Von Tugenden und Kardinaltugenden
Den Ursprung aller Theorien zu den Tugenden findet man in der Antike bei den Philosophen Platon und Aristoteles. Gerechtigkeit (iusticia), Tapferkeit (fortitudo), Weisheit (sapientia) und Mäßigkeit (temperantia) werden zu den vier Kardinaltugenden erhoben. Das Christentum fügte diesen später die drei „Theologischen Tugenden" Glaube, Hoffnung, Liebe" hinzu.
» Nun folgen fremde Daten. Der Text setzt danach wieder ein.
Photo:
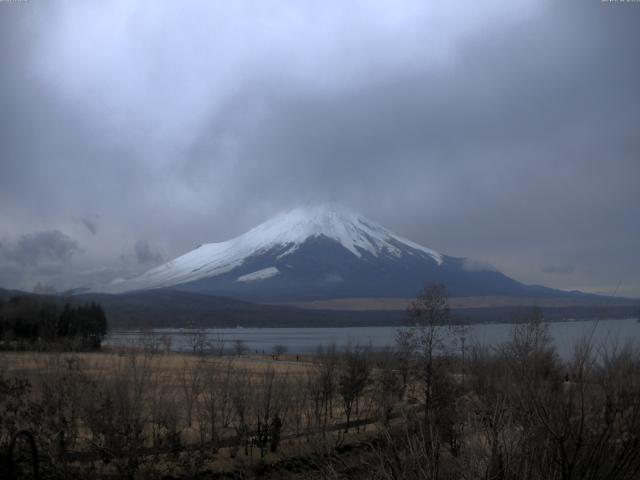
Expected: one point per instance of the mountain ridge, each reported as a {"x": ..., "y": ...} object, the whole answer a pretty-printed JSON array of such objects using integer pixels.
[{"x": 321, "y": 252}]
Neben den vorgenannten haben das Thema „Tugenden" sämtliche Philosophen bis zu Kant, Fichte, Hegel und Schopenhauer behandelt. Einer der vielen Kernsätze (Kant) lautet: „Tugend ist die moralische Stärke des Menschen in Befolgung seiner Pflicht, die niemals zur Gewohnheit werden, sondern immer ganz neu und ursprünglich aus der Denkungsart hervorgehen soll." Bei Schopenhauer allerdings beruht die Tugend auf Erkenntnis und Intuition und ist nicht vermittelbar.

Aristoteles
Bei näherem Hinsehen werden Tugenden also durchaus interessant. Denn Sinn und Zweck aller Tugend-Theorien ist das Streben des Menschen nach einem guten und möglichst glücklichen Leben, „nach Vervollkommnung seiner Natur gemäß seinen Anlagen, um in Harmonie mit sich selbst zu leben". Wer möchte das nicht?
Neben den vier Kardinaltugenden des Verstandes erlangen bei Aristoteles folgende Charakter-Tugenden größte Wichtigkeit: Freigebigkeit, Hilfsbereitschaft, Seelengröße, Sanftmut, Wahrhaftigkeit, Höflichkeit und Einfühlsamkeit. Doch die Kardinaltugend der Weisheit steht an erster Stelle. Durch die geistige Beschäftigung mit philosophischen Fragen erreicht der Mensch größtes Glück.

Die Kardinaltugend „Mäßigkeit"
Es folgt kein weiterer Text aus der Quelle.